The recipient mice for spermatogonial transplantation were 129/SvEv x B6 F1 hybrids. These mice were treated with an i.p.-injection of busulfan at 50 mg/kg body weight at 4 weeks of age and served as recipients of transplantation 7 to 8 weeks later.³⁷ Cultured mouse spermatogonia were harvested by trypsinization and a single-cell suspension was made at ~10⁶ cells/mL. These cells were injected into the seminiferous tubules of recipients through efferent ducts using micropipettes.^37,38 Two months after transplantation, recipient testes were recovered and stained with X-gal to count the number of colonies derived from donor spermatogonia. The colony number indicates the number of SSCs successfully engrafted after transplantation. The count data was normalized as “per culture well” for fair comparisons across the treatment groups.³⁹

Isolation of human spermatogonia and culture

To investigate the effects of Ephrin-A1 on human spermatogonial cells in vitro, culture of spermatogonial cells was performed as previously described.⁴⁰ Briefly, cryopreserved human testicular tissues from four adult donors (21, 24, 32, and 48 years old, respectively) were thawed quickly in a 37°C water bath and washed in Hank’s Balanced Salt Solution (HBSS) (24020-117, Gibco). Tissues were then digested sequentially with 2 mg/ml Collagenase IV (LS004188, Worthington Biochemical), 0.25% Trypsin-EDTA (25200114, Thermo Fisher), and 3.5 mg/ml DNase I (LS002147, Worthington Biochemical) in HBSS at 37°C. The cell suspension obtained was filtered through a 40 μm cell strainer (08-771-1, Thermo Fisher), and dead cells were removed through magnetic activated cell sorting (MACS) using the Dead Cell Removal Kit (130-090-101, Milteny Biotec). MACS-sorted live cells were stained with PE rat anti-human CD49f/ITGA6 (10 μL/10⁶ cells, 555736, BD Biosciences) in 1X DPBS (14200-075, Gibco) supplemented with 1% FBS (10082-147, Gibco), then incubated in DPBS containing anti-PE MicroBeads (2 μL/10⁶ cells, 130-048-801, Milteny Biotec). The ITGA6+ fraction was collected in StemPro-34TM SFM media (10639011, Thermo Fisher) supplemented with GDNF (450-010, Peprotech) at 20 ng/mL and bFGF (13256-029, Thermo Fisher) at 1 ng/mL. Cells were then seeded on human collagen I-coated 6-well plates (1 μg/cm²; 08-774-550, Corning) to remove adherent somatic cells. After 24 h at 37°C, floating cells were removed and re-plated on fresh collagen I-coated wells for additional 24 h. In the following day, the remaining floating cells were collected for cell culture.

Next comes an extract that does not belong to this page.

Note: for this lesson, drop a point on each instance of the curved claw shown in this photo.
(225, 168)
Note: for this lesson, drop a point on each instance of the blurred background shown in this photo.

To culture human spermatogonia, human testis-derived extracellular matrix (htECM) was neutralized to pH 7.6 using 0.1 N NaOH and diluted in 1X DPBS for coating 24-well plates at a final concentration of 300 μg/mL for 2 h at room temperature. At the time of seeding ITGA6+ MACS-sorted cells, wells containing residual htECM were washed with HBSS and the cells were plated at a concentration of 2.5–5×10⁴ cells/cm² in three different GDNF/bFGF supplemented StemPro-34TM SFM media with: 0 ng/mL, 3 ng/mL, and 6 ng/mL of recombinant human Ephrin-A1 (EFNA1, 6417-A1, R&D Systems). The concentration of EFNA1 used in this study was determined according to manufacturer’s instructions that approximately 0.6–3 ng/mL produces 50% of the optimal binding response measured by ELISA. Fresh medium was added into culture wells every 3–4 days and cells were collected at day 0, and day 7 after trypsinization (0.05% Trypsin EDTA, 25300120, Gibco).

Multiparameter FACS

To evaluate the presence of undifferentiated (GFRa1⁺) and differentiated (Kit⁺) spermatogonia through FACS, we followed the method previously reported by Murdock et al.⁴⁰ In short, cultured human spermatogonia were washed with azide-free and serum-free 1X DPBS (DPBS-S, 14200-075, Gibco) and incubated with the viability dye Ghost Dye Red 780 (13-0865-T100, Tonbo Biosciences) according to the manufacturer’s instructions. Cells were washed and incubated in 1X DPBS (DPBS-S, 14200-075, Gibco) containing 1% FBS (10082-147, Gibco), goat anti-GFRa1 antibody (5μL/10⁶ cells; AF714, R&D Systems) and APC mouse anti-human CD117/KIT antibody (5μL/10⁶ cells, 550412, BD Biosciences) for 25 min on ice. Cells were then washed and incubated with fluorescent secondary antibodies. After washing, cells were fixed in 4% PFA for 15 min at room temperature and washed in 1:1 Perm/Wash buffer (554723, BD Biosciences). After being washed and filtered through 40 mm strainers (08-771-1, Thermo Fisher), samples were analyzed using the BD FACSAria II flow cytometer. Unstained cells were used as the negative control. Compensation controls were prepared using UltraComp eBeadsTM (01-2222-42, ThermoFisher) incubated with isotype antibody controls for each fluorophore according to manufacturer instructions.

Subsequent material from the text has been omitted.